То же можно было сказать и о Горме. Ярл огляделся по сторонам. На втором ярусе, вверх по приставной лестнице, хранилось собственно сено. Временная стена, довольно посредственно сколоченная из щелястых досок, отгораживала сеновал от прохода в соседнюю пристройку, из которой несло животными. Заглянув в щель, Горм встретил взгляд желтого глаза со странным зрачком, вытянутым вдоль.

– Ке-е-ек, – негромко, сухо, и без сочувствия сказала коза.

Двери из резного черного дерева в первом ярусе Башни Палача были обрамлены очень жизнеподобно вытесанными из камня и гневно смотревшими друг на друга через крыльцо Реккаредом (не любителем белых осляков, бухнувшимся в реку, а умершим в глубокой старости первым из трех Реккаредов, конунгов Гуталанда) и Аталоком (тулом, что-то не поделившим с тем конунгом, но тем не менее тоже умершим в глубокой старости). Одна из створок повернулась на бронзовых петлях, и между Рекккаредом и Аталоком встал Йормунрек. На его лице играла загадочная улыбка.

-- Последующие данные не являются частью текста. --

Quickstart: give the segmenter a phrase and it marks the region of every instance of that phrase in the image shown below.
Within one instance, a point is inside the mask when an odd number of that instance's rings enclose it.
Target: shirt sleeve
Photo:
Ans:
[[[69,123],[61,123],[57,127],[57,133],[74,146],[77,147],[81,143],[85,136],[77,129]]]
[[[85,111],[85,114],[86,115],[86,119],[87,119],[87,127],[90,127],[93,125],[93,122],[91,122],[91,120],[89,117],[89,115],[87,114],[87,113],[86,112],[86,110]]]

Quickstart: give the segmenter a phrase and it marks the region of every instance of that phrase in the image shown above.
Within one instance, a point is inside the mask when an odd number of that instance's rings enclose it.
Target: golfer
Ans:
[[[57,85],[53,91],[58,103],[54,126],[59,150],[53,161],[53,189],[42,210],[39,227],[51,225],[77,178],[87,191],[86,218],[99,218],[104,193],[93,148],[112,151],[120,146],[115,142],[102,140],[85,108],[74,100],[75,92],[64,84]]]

– Только не за волосы! – завизжала Гутасвента.

Последовавшие звуки, донесшиеся из резного чертога для хранения сена под сланцевой крышей, утратили членораздельность, просто свидетельствуя, во-первых, о том, что внутри находилось живое существо, которому было очень больно и очень страшно, во-вторых, о том, что это живое существо вот-вот должно было перестать быть таковым. Конунг подошел поближе, не отвечая на поклоны собравшихся вокруг. Крики из чертога стали еще отчаяннее и громче, потом неожиданно смолкли, так что теперь можно было услышать хруст костей, скрип зубов, и чавканье.

– Ду-ликер детте, хун-гейт? – вдруг справился тролль.

Хруст и чавканье возобновились.

– Пойду-ка я посмотрю на укрепления, – сказал заметно побледневший Торкель. – Может, известка где поосыпалась.

Йормунрек растворил дверь. На соломе в середине кровавой лужи, в которой мокли пряди длинных черных волос, сидел тролль. Его морда была перемазана кровью, струйки стекали по жидкой троллиной бороде, одна окровавленная ручища сжимала что-то, тоже сочившееся красной жидкостью. Вокруг были разбросаны обломки костей, куски мяса, и разрозненные внутренности.

– Как успехи? – конунг пнул носком сапога осколок лобной кости.

– Горм сказал Кривому: «Что ты дурью маешься? Порви эту злопастную козу…» – тролль задумался.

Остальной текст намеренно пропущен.